Dustin’s parents hail from Arkansas, and his family moved to suburban St. Louis when he was one year old, so that his father could take a position as a computer programmer for the Missouri-Pacific railroad. Dustin is the second of five children, and here discloses the information required of him as a St. Louisan: He went to high school at Chaminade and lived in Crestwood / Sunset Hills. Dustin and his wife, Megan, now enjoy spending time at their Webster Groves home where they care for backyard chickens and assemble jigsaw puzzles.

In the summer of 1997, between Junior and Senior year of high school, Dustin got his first taste of biomedical research by working in the lab of Dr. Roberto Civitelli of the Bone and Mineral Division at Washington University, which was located in the now-demolished Yalem Research Building. The excitement of Sanger sequencing the mouse Connexin45 gene and designing a conditional knock-out mouse convinced him to pursue a career as a genetics researcher.

The highlight of Dustin’s undergrad experience at the University of Dallas was definitely spending a semester abroad in Rome, Italy. It was here that he developed his hobby for international travel, and taste for Italian food (Best Local Italian: Trattoria Marcella). This also led Dustin to defer his MD/PhD program admission to “take a year off” as a Fulbright Scholar, pursuing research at the University of Navarre in Pamplona, Spain (and continuing to travel).

Next came a stint of 8 years in Houston, Texas, at Baylor College of Medicine, earning his MD and a PhD in Molecular and Human Genetics in the lab of Brendan Lee, where he used mouse models and candidate gene sequencing to study human skeletal dysplasias. Choosing to train there was fortuitous for many reasons, including meeting his very talented wife, Megan, who has recently started her own Baldridge research lab, jointly appointed in the Division of Infectious Diseases of the Department of Medicine and the Center for Genome Sciences.

In 2011, Dustin moved back to St. Louis to train in the Pediatrics residency program at St. Louis Children’s Hospital, joining a fantastic group of co-residents and benefiting from extraordinary faculty mentors, in both clinical and research capacities. He then completed a year as Chief Resident in 2014-2015, learning a bit of how a hospital runs from behind the scenes, and attempting to motivate residents by trial and error (mostly error…).

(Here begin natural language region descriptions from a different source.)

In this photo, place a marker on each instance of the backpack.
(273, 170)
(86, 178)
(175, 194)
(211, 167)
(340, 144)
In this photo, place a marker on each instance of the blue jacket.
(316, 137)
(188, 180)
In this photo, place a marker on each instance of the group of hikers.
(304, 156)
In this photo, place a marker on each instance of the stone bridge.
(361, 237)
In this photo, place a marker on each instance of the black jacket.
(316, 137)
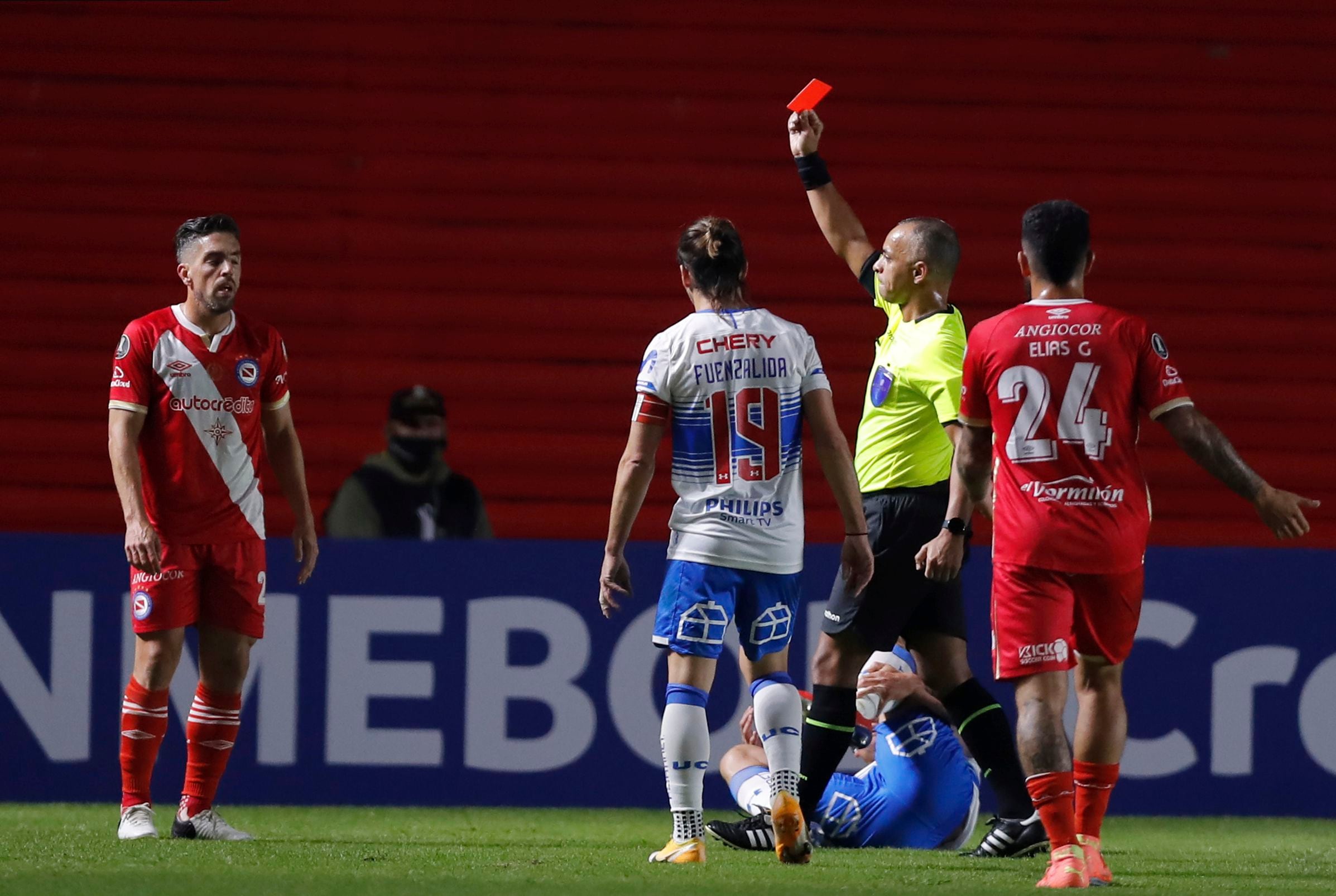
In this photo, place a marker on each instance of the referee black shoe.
(754, 832)
(1012, 839)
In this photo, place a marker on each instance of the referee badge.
(882, 382)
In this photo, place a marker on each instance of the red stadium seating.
(486, 198)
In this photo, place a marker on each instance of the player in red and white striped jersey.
(197, 394)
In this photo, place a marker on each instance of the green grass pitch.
(67, 849)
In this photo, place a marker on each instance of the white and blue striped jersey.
(733, 385)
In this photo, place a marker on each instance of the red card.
(810, 97)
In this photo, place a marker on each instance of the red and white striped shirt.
(202, 441)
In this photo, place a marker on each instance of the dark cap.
(409, 405)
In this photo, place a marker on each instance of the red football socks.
(1094, 784)
(210, 734)
(143, 721)
(1053, 796)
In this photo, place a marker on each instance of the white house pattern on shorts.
(703, 623)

After reflecting on where his talents could be best put to use, Dustin decided to return to human genetics research full-time, this time as a post-doc under the guidance of John Constantino in Child Psychiatry. With the support of the Wash U Intellectual and Developmental Disabilities Research Center (IDDRC), Dustin helped establish a genetic testing pipeline, such that all children diagnosed with autism now receive a chromosomal microarray and clinical exome sequencing with no out-of-pocket cost to the family. Through this work and efforts of the Undiagnosed Mendelian Disorders research project in the Division of Genetics and Genomics, Dustin is convinced that applying the hammer of exome sequencing to the nail of genetic disease serves as an engine of discovery and is steadily transforming healthcare towards a genetics-first approach.

As an Instructor in the Division of Newborn Medicine, Dustin works with the Cole-Wambach lab on the Genomics of Birth Defects project, which aims to use whole genome sequencing and RNAseq to further increase the diagnostic yield. He has now set his sights on solving the problem of Variants of Uncertain Sequencing (VUS), and is enthusiastic about the power of functional genomics and deep mutational scanning to provide new insights into biology and disease. Because he is always in need of more training, Dustin will be pursuing a Masters in Biomedical Informatics at the new Wash U Institute for Informatics. He could not be more excited about the prospects of advancing genomic medicine here at Wash U!